Bericht
einer Ehrenamtlichen

Seit 2011 gehöre ich zum ambulanten Hospizdienst. In diesen Jahren habe ich sicher schon mehr als 70 Menschen begleitet. Diese Begleitungen waren manchmal nur kurz, andere zogen sich über ein halbes Jahr hin. Die vielen Menschen haben mein Leben verändert und ich möchte keine der Begegnungen missen. So seltsam es klingt, so habe ich doch auch manches mal mit den Patienten von Herzen gelacht.

Ich kam zu einer über 90-jährigen Dame. Sie wusste, dass sie höchstens noch ein viertel Jahr zu leben hatte, wahrscheinlich weniger. Zwei ihrer Kinder wohnten in Berlin, zwei in München. Sie lebte allein in ihrer Wohnung und wollte da auch sterben. Die Pflege und alles drum herum war sehr gut organisiert.

Bei meinem ersten Besuch erzählte sie mir, dass jemand vom Beerdigungsinstitut bei ihr war. Sie hatte sich den Sarg und die Urne ausgesucht und sie beschrieb mir die Bluse, die sie im Sarg tragen wollte in allen Farben und Mustern. Denn wenn sie selber dann so bleich aussähe, sollte wenigstens die Bluse schön bunt sein. Plötzlich fragte sie mich: 

Aber sagen Sie mal, was trägt man im Sarg? Rock oder Hose?

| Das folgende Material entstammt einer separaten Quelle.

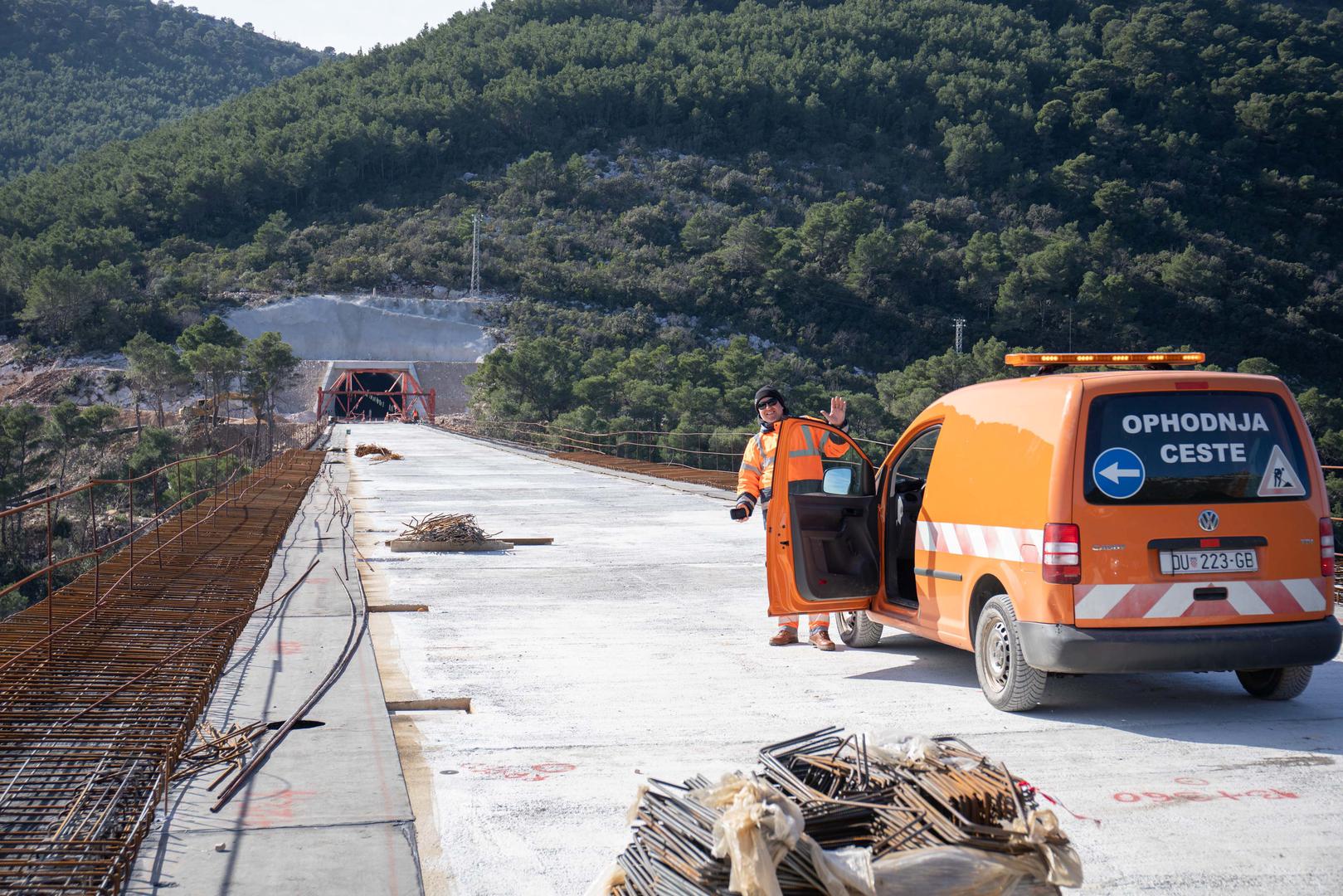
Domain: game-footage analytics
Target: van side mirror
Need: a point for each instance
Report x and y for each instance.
(839, 479)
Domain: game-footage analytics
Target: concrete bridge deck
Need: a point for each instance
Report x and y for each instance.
(635, 646)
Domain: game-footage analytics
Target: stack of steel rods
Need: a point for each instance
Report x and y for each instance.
(97, 704)
(849, 796)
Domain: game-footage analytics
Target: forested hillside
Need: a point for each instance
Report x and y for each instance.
(77, 74)
(833, 182)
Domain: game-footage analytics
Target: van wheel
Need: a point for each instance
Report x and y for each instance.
(1004, 676)
(1275, 684)
(857, 629)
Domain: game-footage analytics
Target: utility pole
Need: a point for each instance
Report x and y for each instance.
(474, 292)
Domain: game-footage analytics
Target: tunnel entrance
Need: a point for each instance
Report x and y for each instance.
(368, 395)
(375, 395)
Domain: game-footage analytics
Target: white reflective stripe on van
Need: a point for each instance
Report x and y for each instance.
(1171, 601)
(989, 542)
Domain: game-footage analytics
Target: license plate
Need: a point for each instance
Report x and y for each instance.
(1199, 562)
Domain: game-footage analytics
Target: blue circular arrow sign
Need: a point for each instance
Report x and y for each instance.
(1119, 473)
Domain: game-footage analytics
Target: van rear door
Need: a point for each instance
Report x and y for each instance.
(1199, 505)
(821, 533)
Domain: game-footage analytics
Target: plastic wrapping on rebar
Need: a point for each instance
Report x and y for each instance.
(80, 770)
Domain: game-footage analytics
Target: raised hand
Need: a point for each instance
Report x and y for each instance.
(839, 411)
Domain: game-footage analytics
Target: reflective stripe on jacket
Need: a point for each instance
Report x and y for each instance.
(755, 476)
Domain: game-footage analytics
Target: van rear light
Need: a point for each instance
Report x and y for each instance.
(1327, 547)
(1063, 558)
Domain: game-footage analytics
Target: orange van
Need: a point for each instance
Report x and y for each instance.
(1126, 520)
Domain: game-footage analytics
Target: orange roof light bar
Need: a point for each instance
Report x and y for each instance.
(1103, 359)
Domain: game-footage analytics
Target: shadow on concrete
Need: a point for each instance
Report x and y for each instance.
(1206, 709)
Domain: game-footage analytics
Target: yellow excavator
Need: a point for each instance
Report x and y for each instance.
(197, 412)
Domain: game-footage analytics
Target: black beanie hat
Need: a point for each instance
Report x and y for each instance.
(768, 391)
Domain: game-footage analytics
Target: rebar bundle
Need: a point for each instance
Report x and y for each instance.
(889, 802)
(102, 683)
(383, 455)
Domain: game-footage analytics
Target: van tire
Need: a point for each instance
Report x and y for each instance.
(1275, 684)
(857, 629)
(1009, 684)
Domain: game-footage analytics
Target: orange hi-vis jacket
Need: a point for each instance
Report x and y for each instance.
(755, 476)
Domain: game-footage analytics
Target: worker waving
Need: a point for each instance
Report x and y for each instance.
(755, 479)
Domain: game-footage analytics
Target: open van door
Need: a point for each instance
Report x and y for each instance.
(821, 533)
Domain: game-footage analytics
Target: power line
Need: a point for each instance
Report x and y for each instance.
(474, 292)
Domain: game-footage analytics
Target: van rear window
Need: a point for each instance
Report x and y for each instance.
(1193, 448)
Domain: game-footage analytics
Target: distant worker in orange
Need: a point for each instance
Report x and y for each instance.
(755, 481)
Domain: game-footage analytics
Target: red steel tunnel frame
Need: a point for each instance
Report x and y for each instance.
(348, 394)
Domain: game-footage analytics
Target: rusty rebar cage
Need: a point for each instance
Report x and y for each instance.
(102, 681)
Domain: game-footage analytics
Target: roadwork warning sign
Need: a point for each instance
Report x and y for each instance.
(1280, 480)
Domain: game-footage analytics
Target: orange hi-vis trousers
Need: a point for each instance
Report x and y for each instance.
(820, 621)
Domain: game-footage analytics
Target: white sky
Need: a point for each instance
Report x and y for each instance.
(345, 24)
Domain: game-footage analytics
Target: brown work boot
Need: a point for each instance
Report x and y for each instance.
(821, 640)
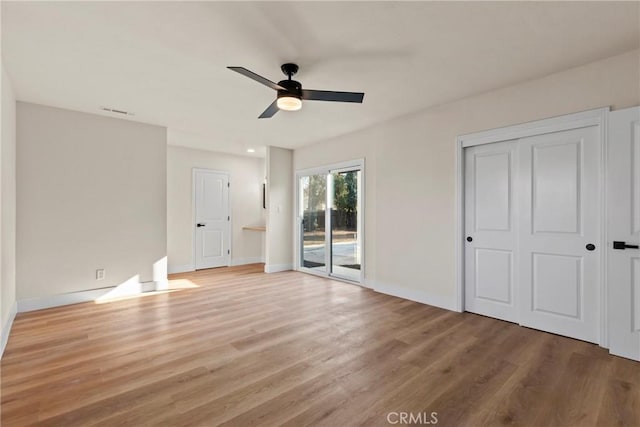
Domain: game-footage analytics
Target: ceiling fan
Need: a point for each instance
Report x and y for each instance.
(290, 92)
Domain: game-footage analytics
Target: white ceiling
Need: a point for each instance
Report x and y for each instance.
(166, 61)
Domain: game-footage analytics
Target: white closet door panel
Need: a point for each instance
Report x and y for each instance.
(489, 218)
(559, 210)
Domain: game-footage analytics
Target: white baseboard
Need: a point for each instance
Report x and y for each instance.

Sie wollte dann von mir wissen, wie es weitergeht, wenn sie mal über Nacht stirbt. Ich erklärte ihr, dass der Pflegedienst sie ja dann findet. Die wissen Bescheid. Das Beerdigungsinstitut holt sie dann ab und ziehen sie so an, wie sie es wollte. Sie machen sie auch ganz hübsch und schminken sie auch (das war ihr sehr wichtig). Ihre Kinder können sich ganz in Ruhe in einem schönen Raum von ihr verabschieden. Und dann wird sie in ein Krematorium gebracht. Da meinte sie: „Ich wusste gar nicht, dass ich dann in ein Sanatorium komme.“  Da musste ich einfach lachen. Zuerst schaute sie mich verdutzt an. Ich erklärte ihr den Unterschied zwischen Sanatorium und Krematorium. Darauf hat sie herzhaft mitgelacht.

Es gibt aber auch andere Begegnungen

Ich wurde ins Krankenhaus zu einer Frau gerufen. Man sagte mir, sie sei nicht mehr ansprechbar. Bei solchen Patienten singe ich gern leise. Ich habe die Erfahrung gemacht, dass Singen eher ankommt als Sprechen.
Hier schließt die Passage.